Los españoles no retroceden un solo paso y no abandonan sus matorrales. Disparan a quemarropa contra caballos y caballistas, decididos a exterminar a unos y otros si no retroceden.

Era demasiado para los rough-riders. El teniente coronel Roosevelt, tocado por una bala rebotada contra un árbol, había caído gravemente herido en los ojos y en las orejas por las heridas de plomo; el capitán Luna estaba liquidado, el capitán Mac-Glintok herido en una pierna y el mayor Crosbice tenía un brazo roto.

A un lado y otro un buen número de caballos y de soldados yacían sin vida entre las ramas y las raíces.

Un último esfuerzo y la derrota de los rough-riders sería completa.

La marquesa se había abalanzado valientemente hacia adelante, gritando:

—¡A la bayoneta, mis valientes!

Los cien marineros del «Yucatán», oyendo la voz de su capitana, saltaron del matorral y cayeron en medio de los escuadrones desorganizados destripando caballos y caballeros, mientras los españoles salen de todas partes fusilando a las primeras columnas.

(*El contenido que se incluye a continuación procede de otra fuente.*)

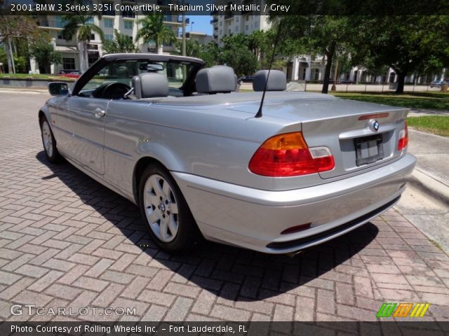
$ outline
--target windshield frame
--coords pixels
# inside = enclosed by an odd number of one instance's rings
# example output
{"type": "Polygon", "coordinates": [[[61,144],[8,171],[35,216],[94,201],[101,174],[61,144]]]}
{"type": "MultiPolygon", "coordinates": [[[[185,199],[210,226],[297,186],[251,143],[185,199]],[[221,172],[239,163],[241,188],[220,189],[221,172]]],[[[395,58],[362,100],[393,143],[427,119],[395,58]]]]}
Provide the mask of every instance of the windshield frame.
{"type": "Polygon", "coordinates": [[[106,66],[108,64],[121,60],[133,60],[136,61],[147,60],[149,62],[185,62],[192,64],[192,70],[188,74],[187,77],[184,81],[182,85],[179,89],[184,92],[184,96],[189,96],[195,90],[194,78],[198,71],[204,66],[204,62],[198,58],[186,57],[183,56],[174,56],[167,55],[158,54],[111,54],[107,55],[101,57],[95,62],[87,71],[81,75],[76,80],[74,86],[72,94],[78,96],[81,90],[91,79],[95,76],[97,73],[106,66]]]}

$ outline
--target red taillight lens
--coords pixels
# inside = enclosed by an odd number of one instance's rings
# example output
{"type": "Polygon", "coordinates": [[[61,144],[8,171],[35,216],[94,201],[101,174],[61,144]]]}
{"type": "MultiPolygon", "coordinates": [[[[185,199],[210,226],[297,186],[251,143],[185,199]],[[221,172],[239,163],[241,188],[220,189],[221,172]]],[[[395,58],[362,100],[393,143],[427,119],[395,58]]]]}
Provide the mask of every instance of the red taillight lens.
{"type": "Polygon", "coordinates": [[[407,127],[407,120],[403,130],[399,132],[399,141],[398,141],[398,150],[402,150],[408,144],[408,127],[407,127]]]}
{"type": "Polygon", "coordinates": [[[256,150],[249,169],[264,176],[295,176],[334,168],[327,147],[309,148],[302,133],[286,133],[269,138],[256,150]]]}

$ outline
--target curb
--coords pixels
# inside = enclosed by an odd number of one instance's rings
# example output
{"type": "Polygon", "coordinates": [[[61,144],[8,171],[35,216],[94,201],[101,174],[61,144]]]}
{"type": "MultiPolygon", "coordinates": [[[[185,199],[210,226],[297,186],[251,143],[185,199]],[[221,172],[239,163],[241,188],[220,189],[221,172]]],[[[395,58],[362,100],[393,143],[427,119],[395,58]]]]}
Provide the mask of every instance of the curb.
{"type": "Polygon", "coordinates": [[[424,192],[449,205],[449,186],[415,167],[408,181],[424,192]]]}

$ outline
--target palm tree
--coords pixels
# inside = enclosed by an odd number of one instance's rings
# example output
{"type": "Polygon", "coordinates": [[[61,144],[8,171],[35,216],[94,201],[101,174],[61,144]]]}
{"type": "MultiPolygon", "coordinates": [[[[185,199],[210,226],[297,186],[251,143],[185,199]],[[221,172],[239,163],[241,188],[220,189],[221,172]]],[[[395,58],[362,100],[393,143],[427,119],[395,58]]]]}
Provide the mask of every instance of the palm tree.
{"type": "Polygon", "coordinates": [[[65,22],[62,36],[69,41],[74,36],[76,36],[78,42],[83,44],[83,53],[80,52],[79,63],[81,72],[86,71],[88,68],[88,57],[87,53],[87,45],[91,41],[92,34],[97,33],[102,40],[105,38],[103,31],[100,27],[93,23],[94,16],[100,15],[81,15],[79,13],[72,15],[65,15],[62,20],[65,22]]]}
{"type": "Polygon", "coordinates": [[[140,38],[144,43],[149,43],[154,41],[156,44],[156,52],[159,52],[159,46],[176,41],[175,32],[163,24],[163,16],[160,14],[152,14],[138,20],[138,24],[142,24],[142,28],[138,31],[135,41],[138,43],[140,38]]]}
{"type": "Polygon", "coordinates": [[[107,54],[117,52],[138,52],[133,38],[124,34],[120,34],[114,29],[114,40],[103,40],[103,52],[107,54]]]}

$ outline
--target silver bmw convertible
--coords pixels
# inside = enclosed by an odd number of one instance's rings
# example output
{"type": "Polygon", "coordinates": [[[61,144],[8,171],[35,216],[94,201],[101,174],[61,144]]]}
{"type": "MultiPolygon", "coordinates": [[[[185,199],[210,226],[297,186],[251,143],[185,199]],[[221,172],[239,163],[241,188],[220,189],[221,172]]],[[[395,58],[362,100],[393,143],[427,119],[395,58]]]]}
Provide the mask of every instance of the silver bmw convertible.
{"type": "Polygon", "coordinates": [[[294,253],[398,202],[415,163],[408,110],[287,92],[275,70],[253,85],[196,58],[108,55],[71,90],[50,83],[45,153],[138,204],[170,253],[205,238],[294,253]]]}

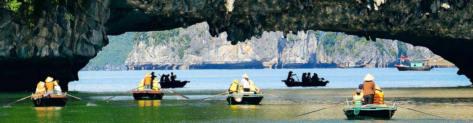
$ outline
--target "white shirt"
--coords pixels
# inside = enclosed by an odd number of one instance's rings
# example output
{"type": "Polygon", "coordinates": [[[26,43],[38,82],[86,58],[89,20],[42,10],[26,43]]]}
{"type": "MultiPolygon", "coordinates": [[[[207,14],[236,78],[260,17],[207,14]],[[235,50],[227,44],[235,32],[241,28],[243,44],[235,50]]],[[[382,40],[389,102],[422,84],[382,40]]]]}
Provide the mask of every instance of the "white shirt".
{"type": "Polygon", "coordinates": [[[250,88],[250,82],[246,80],[246,79],[241,79],[241,85],[243,88],[250,88]]]}

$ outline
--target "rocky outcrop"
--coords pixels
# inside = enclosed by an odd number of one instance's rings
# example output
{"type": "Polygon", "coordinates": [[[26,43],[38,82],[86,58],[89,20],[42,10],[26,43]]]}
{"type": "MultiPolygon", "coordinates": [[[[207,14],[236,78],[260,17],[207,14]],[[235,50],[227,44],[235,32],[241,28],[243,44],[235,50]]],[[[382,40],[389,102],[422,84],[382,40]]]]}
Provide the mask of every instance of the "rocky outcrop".
{"type": "Polygon", "coordinates": [[[5,87],[24,85],[2,91],[33,90],[48,76],[67,90],[70,81],[79,79],[78,71],[108,43],[104,25],[110,1],[65,1],[45,6],[32,27],[0,9],[0,77],[5,87]],[[64,18],[65,13],[75,18],[64,18]]]}
{"type": "MultiPolygon", "coordinates": [[[[177,35],[162,40],[154,35],[169,31],[135,33],[141,35],[125,64],[131,70],[314,68],[360,59],[366,67],[385,68],[399,64],[401,54],[442,60],[425,47],[391,40],[367,41],[341,33],[309,30],[284,38],[280,31],[265,32],[261,38],[232,45],[226,33],[214,37],[208,30],[206,23],[199,23],[180,28],[177,35]]],[[[444,62],[441,66],[455,66],[444,62]]]]}
{"type": "Polygon", "coordinates": [[[457,74],[473,78],[473,58],[468,57],[473,55],[471,0],[376,1],[115,0],[107,33],[164,30],[205,21],[211,35],[226,32],[236,44],[259,38],[264,31],[344,32],[428,48],[455,63],[457,74]]]}

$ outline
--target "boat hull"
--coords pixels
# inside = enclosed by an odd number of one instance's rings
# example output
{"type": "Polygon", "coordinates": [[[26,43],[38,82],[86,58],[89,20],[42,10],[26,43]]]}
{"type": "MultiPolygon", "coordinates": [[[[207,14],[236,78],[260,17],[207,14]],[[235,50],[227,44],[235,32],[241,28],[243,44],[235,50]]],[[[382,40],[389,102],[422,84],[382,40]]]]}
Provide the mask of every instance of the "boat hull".
{"type": "Polygon", "coordinates": [[[161,88],[179,88],[184,87],[188,82],[191,82],[191,81],[175,80],[171,82],[161,82],[159,84],[161,85],[161,88]]]}
{"type": "Polygon", "coordinates": [[[35,96],[31,98],[35,106],[64,106],[69,98],[66,96],[51,95],[48,97],[35,96]]]}
{"type": "Polygon", "coordinates": [[[288,87],[317,87],[317,86],[325,86],[327,85],[327,83],[329,83],[329,81],[319,81],[318,82],[292,82],[287,81],[286,80],[281,80],[281,81],[284,82],[284,84],[288,87]]]}
{"type": "Polygon", "coordinates": [[[135,100],[160,100],[163,99],[164,93],[160,91],[139,90],[133,91],[131,95],[135,100]]]}
{"type": "Polygon", "coordinates": [[[365,66],[366,66],[366,64],[363,64],[363,65],[357,65],[357,66],[345,66],[344,65],[342,65],[341,64],[339,64],[338,66],[340,67],[340,68],[362,68],[363,67],[365,67],[365,66]]]}
{"type": "Polygon", "coordinates": [[[241,101],[237,102],[234,98],[233,94],[228,94],[226,96],[227,102],[230,105],[259,105],[264,96],[259,94],[244,94],[241,101]]]}
{"type": "Polygon", "coordinates": [[[429,71],[434,68],[433,66],[411,67],[401,66],[399,65],[394,65],[399,71],[429,71]]]}
{"type": "Polygon", "coordinates": [[[395,107],[375,106],[360,108],[359,112],[356,114],[355,108],[352,107],[344,107],[343,112],[349,120],[389,120],[397,110],[395,107]]]}

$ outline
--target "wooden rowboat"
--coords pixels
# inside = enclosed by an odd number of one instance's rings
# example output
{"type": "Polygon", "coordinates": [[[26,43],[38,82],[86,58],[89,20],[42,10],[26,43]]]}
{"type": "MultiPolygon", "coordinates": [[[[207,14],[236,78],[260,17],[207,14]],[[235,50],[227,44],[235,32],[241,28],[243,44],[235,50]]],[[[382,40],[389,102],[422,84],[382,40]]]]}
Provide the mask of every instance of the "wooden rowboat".
{"type": "Polygon", "coordinates": [[[364,105],[360,107],[343,107],[343,112],[348,120],[389,120],[396,111],[397,109],[395,106],[374,104],[364,105]]]}
{"type": "Polygon", "coordinates": [[[53,93],[44,94],[33,94],[31,101],[35,106],[64,106],[68,98],[65,95],[55,95],[53,93]]]}
{"type": "Polygon", "coordinates": [[[164,93],[161,91],[153,90],[136,90],[131,91],[135,100],[159,100],[163,99],[164,93]]]}
{"type": "Polygon", "coordinates": [[[184,86],[185,86],[185,84],[187,84],[188,82],[191,82],[191,81],[174,80],[171,81],[171,82],[163,82],[160,83],[159,84],[161,84],[161,88],[179,88],[184,87],[184,86]]]}
{"type": "Polygon", "coordinates": [[[225,97],[230,105],[259,105],[264,97],[263,94],[227,94],[225,97]]]}
{"type": "Polygon", "coordinates": [[[327,85],[327,83],[330,83],[330,82],[328,81],[319,81],[316,82],[302,82],[298,81],[289,81],[286,80],[282,80],[281,81],[284,82],[284,84],[288,87],[317,87],[317,86],[325,86],[327,85]]]}

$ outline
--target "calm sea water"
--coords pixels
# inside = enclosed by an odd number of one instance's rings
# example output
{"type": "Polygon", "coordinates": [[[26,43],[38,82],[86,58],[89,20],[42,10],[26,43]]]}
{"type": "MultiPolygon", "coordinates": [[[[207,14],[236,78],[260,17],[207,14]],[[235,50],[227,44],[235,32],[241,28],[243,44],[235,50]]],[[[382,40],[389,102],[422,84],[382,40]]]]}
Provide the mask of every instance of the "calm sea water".
{"type": "MultiPolygon", "coordinates": [[[[228,88],[235,79],[241,80],[247,73],[260,88],[303,88],[286,87],[281,80],[285,79],[290,70],[301,79],[303,72],[317,73],[319,78],[330,81],[321,88],[358,88],[367,73],[373,75],[376,84],[380,87],[455,87],[471,84],[464,76],[456,74],[456,68],[436,68],[428,71],[399,71],[389,69],[298,69],[247,70],[134,70],[115,71],[80,71],[79,81],[69,83],[70,90],[84,91],[127,90],[138,87],[147,72],[177,75],[177,79],[190,81],[184,88],[178,90],[222,89],[228,88]]],[[[294,78],[297,79],[296,77],[294,78]]],[[[315,87],[309,87],[315,88],[315,87]]]]}
{"type": "MultiPolygon", "coordinates": [[[[191,99],[180,99],[165,93],[163,100],[134,100],[130,93],[104,101],[137,87],[138,81],[151,71],[80,71],[80,80],[70,83],[68,94],[100,105],[70,97],[64,107],[35,107],[25,99],[0,108],[0,123],[472,123],[473,87],[457,69],[438,71],[398,71],[395,69],[207,70],[154,70],[173,71],[178,79],[190,80],[185,88],[171,88],[191,99]],[[300,79],[301,73],[317,72],[330,80],[323,87],[287,87],[280,81],[292,70],[300,79]],[[247,73],[264,92],[300,103],[265,95],[259,105],[229,105],[224,96],[191,103],[195,99],[225,92],[231,80],[247,73]],[[298,114],[345,102],[368,73],[385,92],[385,101],[397,105],[438,115],[439,118],[398,107],[393,119],[347,120],[338,106],[294,117],[298,114]],[[75,91],[73,91],[75,90],[75,91]]],[[[0,92],[4,104],[29,95],[32,92],[0,92]]]]}

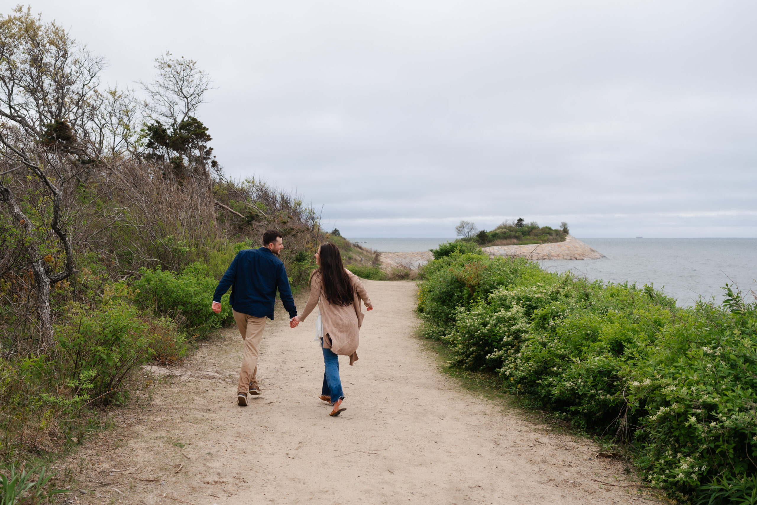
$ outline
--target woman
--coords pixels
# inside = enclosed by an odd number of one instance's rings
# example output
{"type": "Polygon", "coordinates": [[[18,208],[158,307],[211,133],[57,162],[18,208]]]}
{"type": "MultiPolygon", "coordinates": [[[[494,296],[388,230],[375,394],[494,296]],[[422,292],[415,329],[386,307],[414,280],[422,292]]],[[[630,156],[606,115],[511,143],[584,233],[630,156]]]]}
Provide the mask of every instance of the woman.
{"type": "Polygon", "coordinates": [[[316,335],[323,351],[323,389],[321,400],[333,405],[329,416],[338,416],[347,409],[341,407],[344,394],[339,379],[339,354],[350,357],[350,364],[357,361],[358,332],[363,324],[360,300],[372,310],[365,286],[357,276],[341,263],[339,248],[324,244],[316,252],[318,268],[310,274],[310,298],[300,316],[300,322],[318,304],[316,335]]]}

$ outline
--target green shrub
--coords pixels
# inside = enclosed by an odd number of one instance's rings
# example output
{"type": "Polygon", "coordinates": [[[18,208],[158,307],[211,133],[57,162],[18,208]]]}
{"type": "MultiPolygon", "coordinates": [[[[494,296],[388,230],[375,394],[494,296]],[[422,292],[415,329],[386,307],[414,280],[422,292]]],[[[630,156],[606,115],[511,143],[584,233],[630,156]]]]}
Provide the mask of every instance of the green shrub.
{"type": "Polygon", "coordinates": [[[722,306],[683,309],[653,286],[459,253],[422,274],[418,312],[453,365],[629,443],[646,481],[679,497],[757,493],[757,304],[726,286],[722,306]]]}
{"type": "Polygon", "coordinates": [[[136,307],[121,300],[97,309],[76,305],[55,338],[66,360],[61,372],[73,397],[107,404],[135,366],[150,355],[150,325],[136,307]]]}
{"type": "Polygon", "coordinates": [[[344,268],[361,279],[382,281],[386,276],[381,267],[374,265],[347,265],[344,268]]]}
{"type": "Polygon", "coordinates": [[[449,256],[450,254],[456,252],[459,254],[483,254],[481,251],[481,248],[479,248],[475,242],[470,240],[463,240],[462,238],[458,238],[453,242],[444,242],[444,244],[439,244],[438,248],[431,250],[431,253],[434,255],[435,260],[438,260],[441,257],[449,256]]]}
{"type": "Polygon", "coordinates": [[[218,281],[203,263],[194,263],[179,275],[160,267],[142,268],[139,273],[132,285],[138,290],[135,302],[141,308],[152,310],[157,316],[173,316],[200,335],[233,321],[228,293],[221,299],[221,313],[213,312],[211,301],[218,281]]]}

Los rough-riders, acribillados de frente y cargados por los flancos, no resisten. Espolean furiosamente a sus caballos y huyen desordenadamente a través de la floresta, abandonando a unos sesenta camaradas sobre el campo de batalla.

—¿Y bien, amigo Córdoba? —preguntó la marquesa, que oprimía el fusil todavía humeante—. ¿Qué me dices?

—Que les hemos zurrado bien a estos fanfarrones, pero ¿y después?

—¿Qué quieres decir?

—Digo que no sé si podremos zurrarles siempre, doña Dolores —dijo el lobo de mar, con un suspiro.